A Tidy Little Profit

One of the first things to consider when looking at revenue options is what sort of assets are going unused within the building. Often common areas or basements sit stagnant, simply collecting dust and not being used to their full potential. The installation of storage units or bike racks, for example, benefits both the building and its residents by bringing in rental revenue and increasing the value of the space.

As a relatively low-cost investment, basement storage units provide substantial revenue with a minimum of fuss. Boards have the option of either renting or buying the units or even engaging in a profit-sharing arrangement with the storage unit service.

"Probably the biggest benefit is that (storage units) help organize common areas and protect items," says Steve Diebold, president of WireCrafters, a Kentucky-based company which produces wire mesh enclosures. "Everybody needs space for suitcases, ornaments and such. It’s like adding closet space."
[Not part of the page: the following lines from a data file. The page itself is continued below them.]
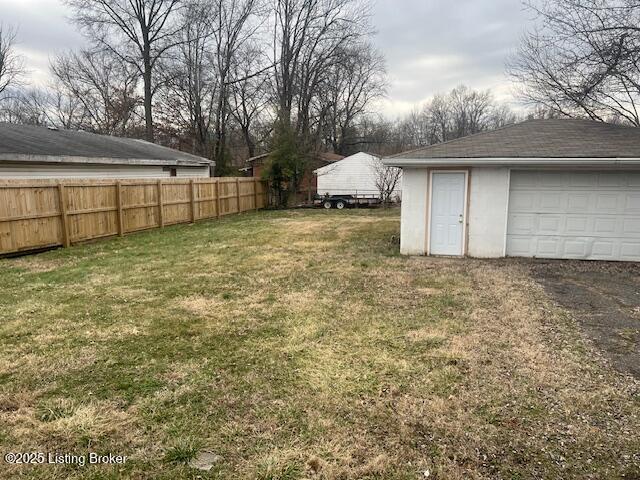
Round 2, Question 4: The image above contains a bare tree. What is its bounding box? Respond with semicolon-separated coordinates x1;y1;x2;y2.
230;44;272;157
0;24;25;99
396;85;517;148
371;160;402;205
509;0;640;126
0;88;54;126
213;0;259;171
66;0;183;141
273;0;369;128
159;0;220;157
51;50;140;135
320;43;386;155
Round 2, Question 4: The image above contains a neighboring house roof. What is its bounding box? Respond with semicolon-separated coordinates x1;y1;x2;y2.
384;119;640;166
0;123;215;166
245;152;344;164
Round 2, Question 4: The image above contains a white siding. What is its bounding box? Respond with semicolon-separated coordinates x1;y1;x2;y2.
400;168;429;255
314;152;402;196
507;171;640;261
0;163;209;179
467;168;509;258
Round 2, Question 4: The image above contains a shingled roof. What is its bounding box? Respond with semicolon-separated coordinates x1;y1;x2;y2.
0;123;214;166
389;119;640;159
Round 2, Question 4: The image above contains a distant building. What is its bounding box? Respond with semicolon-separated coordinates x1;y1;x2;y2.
242;152;344;203
0;123;215;179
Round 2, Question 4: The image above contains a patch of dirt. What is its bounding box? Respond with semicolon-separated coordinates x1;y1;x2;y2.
530;260;640;379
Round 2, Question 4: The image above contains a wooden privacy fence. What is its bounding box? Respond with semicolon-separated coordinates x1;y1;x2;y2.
0;177;268;254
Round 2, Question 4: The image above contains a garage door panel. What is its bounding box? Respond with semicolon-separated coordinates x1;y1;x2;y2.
625;172;640;187
624;194;640;213
622;218;640;236
540;192;565;212
568;172;599;188
593;217;620;237
509;214;536;235
620;242;640;261
567;193;590;212
538;215;562;235
564;216;591;235
507;171;640;261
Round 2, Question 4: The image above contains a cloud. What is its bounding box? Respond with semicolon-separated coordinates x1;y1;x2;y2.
0;0;86;85
0;0;528;117
373;0;527;117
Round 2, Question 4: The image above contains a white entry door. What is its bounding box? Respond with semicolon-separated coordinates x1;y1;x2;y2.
507;170;640;262
429;172;466;255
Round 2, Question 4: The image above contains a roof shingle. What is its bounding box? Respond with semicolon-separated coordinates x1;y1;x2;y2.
0;123;213;165
389;119;640;159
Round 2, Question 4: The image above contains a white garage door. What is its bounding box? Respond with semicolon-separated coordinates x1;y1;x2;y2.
507;171;640;261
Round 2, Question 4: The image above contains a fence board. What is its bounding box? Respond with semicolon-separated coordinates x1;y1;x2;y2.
0;178;268;254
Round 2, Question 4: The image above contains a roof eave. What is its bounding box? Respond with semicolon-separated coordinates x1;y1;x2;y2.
382;157;640;168
0;153;216;167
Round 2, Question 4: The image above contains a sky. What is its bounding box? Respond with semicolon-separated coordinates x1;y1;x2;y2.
0;0;531;118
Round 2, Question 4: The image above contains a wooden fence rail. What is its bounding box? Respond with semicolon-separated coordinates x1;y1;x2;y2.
0;177;268;254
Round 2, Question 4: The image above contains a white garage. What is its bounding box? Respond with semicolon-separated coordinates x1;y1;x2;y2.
384;119;640;261
506;171;640;260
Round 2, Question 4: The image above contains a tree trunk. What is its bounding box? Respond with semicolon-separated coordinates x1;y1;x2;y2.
142;46;154;142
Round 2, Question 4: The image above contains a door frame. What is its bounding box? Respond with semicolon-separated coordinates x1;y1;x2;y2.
427;169;468;257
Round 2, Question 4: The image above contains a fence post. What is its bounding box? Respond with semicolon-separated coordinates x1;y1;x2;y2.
116;181;124;237
236;177;240;213
158;180;164;228
58;182;71;247
216;178;220;218
189;178;196;223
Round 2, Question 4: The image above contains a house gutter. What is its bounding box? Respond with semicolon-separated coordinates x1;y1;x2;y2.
382;157;640;168
0;153;216;167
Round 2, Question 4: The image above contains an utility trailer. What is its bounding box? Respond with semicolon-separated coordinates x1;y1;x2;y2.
313;194;381;210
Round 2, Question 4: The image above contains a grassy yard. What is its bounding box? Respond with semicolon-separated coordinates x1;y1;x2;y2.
0;210;640;479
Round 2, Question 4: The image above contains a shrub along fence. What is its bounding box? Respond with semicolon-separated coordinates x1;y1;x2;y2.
0;177;268;254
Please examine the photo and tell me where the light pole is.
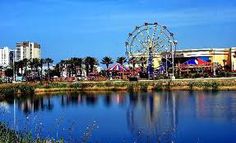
[170,40,178,79]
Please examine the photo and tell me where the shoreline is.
[0,77,236,98]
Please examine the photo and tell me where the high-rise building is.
[15,41,41,61]
[0,47,11,67]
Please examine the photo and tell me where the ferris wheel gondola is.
[125,22,177,77]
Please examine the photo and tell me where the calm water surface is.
[0,91,236,143]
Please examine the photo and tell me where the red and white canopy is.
[108,63,127,72]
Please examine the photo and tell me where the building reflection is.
[127,92,177,142]
[17,96,54,114]
[196,91,236,120]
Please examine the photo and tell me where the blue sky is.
[0,0,236,61]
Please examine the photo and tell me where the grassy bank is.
[0,78,236,98]
[0,122,63,143]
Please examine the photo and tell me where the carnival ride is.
[125,22,177,79]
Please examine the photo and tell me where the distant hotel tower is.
[15,41,41,61]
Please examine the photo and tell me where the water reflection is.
[127,92,177,142]
[0,91,236,143]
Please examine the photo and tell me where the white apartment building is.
[0,47,11,67]
[15,41,41,61]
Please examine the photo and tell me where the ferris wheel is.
[125,22,177,76]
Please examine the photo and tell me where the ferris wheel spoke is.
[152,25,157,42]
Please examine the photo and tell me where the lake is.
[0,91,236,143]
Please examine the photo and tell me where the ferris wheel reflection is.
[127,92,177,143]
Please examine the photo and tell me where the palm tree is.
[138,57,147,72]
[21,59,29,75]
[129,57,137,69]
[40,58,45,79]
[45,58,53,79]
[116,57,127,66]
[64,59,73,77]
[101,56,113,69]
[71,57,83,75]
[129,57,137,75]
[84,56,98,76]
[29,58,40,79]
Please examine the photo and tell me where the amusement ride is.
[125,22,177,79]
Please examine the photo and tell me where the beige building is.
[0,47,10,67]
[15,41,41,61]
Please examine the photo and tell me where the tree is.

In addition to convenience, storage units provide significant returns on modest investments. "Why not make some money off that space?" says Stuart Chase, owner of Chase Enterprises. His company works with co-ops and condos to turn unused space into organized, managed storage compartments, which they sell to boards. Chase is conscious of trying to maximize board profits, bringing in staff to survey the area and offer thoughts on cost-saving measures. They might suggest backing units up against existing walls to decrease material expenses. "We look at ways to save people money," Chase says. "If it’s done right, (the building) will be making money within a year."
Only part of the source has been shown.